Un buen día, galopando mi calendario, decidí treparme a una antena a hacer justamente lo que aprendí en aquel oscuro curso de Comunicación. ¿Ciencias? Más bien pienso que es una encantadora artesanía.
¡Decirle algo a alguien! Así de complejamente sencillo. ¿Decir qué? Fue como si durante años de deambular por entre libreros y libros hubiera estado tratando de llenarme de palabras para luego re-contarlas. Luego el enorme y fatigoso trabajo de… ¡solicitar trabajo! Nadie quería prestarme una antena para ensayar mis decires, hasta que una afortunada tarde, y desde el Tecnológico de la Universidad de Guadalajara –en una emisora enferma entonces de algo vergonzante: de impotencia–, me eché a volar. ¿Con qué? Con la lengua.

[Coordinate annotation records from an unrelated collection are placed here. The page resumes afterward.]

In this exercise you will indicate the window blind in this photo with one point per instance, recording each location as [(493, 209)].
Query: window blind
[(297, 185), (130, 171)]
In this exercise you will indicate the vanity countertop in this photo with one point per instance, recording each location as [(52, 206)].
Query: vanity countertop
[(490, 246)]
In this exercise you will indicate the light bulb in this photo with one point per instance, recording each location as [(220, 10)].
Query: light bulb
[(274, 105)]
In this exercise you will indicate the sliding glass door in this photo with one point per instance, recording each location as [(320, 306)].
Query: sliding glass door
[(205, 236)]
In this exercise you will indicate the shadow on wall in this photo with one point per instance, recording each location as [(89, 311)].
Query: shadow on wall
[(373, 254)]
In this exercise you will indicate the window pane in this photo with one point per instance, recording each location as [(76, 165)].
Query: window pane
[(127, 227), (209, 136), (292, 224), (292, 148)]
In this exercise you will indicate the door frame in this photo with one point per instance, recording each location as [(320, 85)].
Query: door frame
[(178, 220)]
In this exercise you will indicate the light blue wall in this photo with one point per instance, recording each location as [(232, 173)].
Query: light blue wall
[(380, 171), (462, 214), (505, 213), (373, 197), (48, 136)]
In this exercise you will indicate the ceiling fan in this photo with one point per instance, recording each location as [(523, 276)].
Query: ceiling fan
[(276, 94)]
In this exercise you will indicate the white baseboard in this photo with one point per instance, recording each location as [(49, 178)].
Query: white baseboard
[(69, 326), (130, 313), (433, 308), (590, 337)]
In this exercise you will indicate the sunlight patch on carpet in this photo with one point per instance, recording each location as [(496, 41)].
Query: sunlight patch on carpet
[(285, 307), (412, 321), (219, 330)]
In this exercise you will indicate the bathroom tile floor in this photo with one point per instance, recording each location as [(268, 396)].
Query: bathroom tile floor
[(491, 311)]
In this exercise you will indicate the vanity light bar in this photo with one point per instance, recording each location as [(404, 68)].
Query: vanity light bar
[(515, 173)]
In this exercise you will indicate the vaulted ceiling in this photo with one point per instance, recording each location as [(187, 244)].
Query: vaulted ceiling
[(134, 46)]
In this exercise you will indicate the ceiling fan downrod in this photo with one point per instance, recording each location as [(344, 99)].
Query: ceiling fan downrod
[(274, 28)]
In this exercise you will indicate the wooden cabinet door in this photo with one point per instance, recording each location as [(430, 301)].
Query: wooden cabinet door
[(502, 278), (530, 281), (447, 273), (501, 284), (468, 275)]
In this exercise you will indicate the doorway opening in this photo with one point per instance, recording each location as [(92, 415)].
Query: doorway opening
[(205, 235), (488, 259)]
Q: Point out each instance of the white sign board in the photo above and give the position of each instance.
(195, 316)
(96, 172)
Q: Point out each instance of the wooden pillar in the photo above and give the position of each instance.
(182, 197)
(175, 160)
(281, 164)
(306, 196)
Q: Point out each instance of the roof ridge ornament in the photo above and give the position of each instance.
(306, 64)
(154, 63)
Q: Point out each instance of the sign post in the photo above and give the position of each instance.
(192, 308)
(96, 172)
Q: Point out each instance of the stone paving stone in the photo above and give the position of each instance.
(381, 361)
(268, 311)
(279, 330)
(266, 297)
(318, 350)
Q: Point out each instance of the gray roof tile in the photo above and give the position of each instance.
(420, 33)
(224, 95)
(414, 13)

Los años transcurrieron, y con ellos la sesera se me ha nutrido de otras cosas por contar; y con ellos la llamada “experiencia” que no es otra cosa sino la suma de errores que va cometiendo uno. ¿Tú no? Antenas de diversa envergadura: Londres, España, Estados Unidos, en ese México que tiene apellido –DF–, y vuelta a Guadalajara.
No es fácil que te permitan acceder al privilegio del hertzio volátil, y te lo digo por eso: por ¡experiencia! Menos fácil aún si te empeñas en usarlo no para el vaciamiento o la vacuidad, sino para tratar de decir algo bien simple: tú y yo tenemos una infinita hambre de saber. ¿Sabes? Y si intentas llenar ínfimamente eso valido de una antena, los del marquetín vendrán con el consabido: “mira; si alguien prende el radio es pa’ntretenerse, no por otra razón”.
Táte bien y luego te busco. Sí, luego te cuento algo más de doña Radio.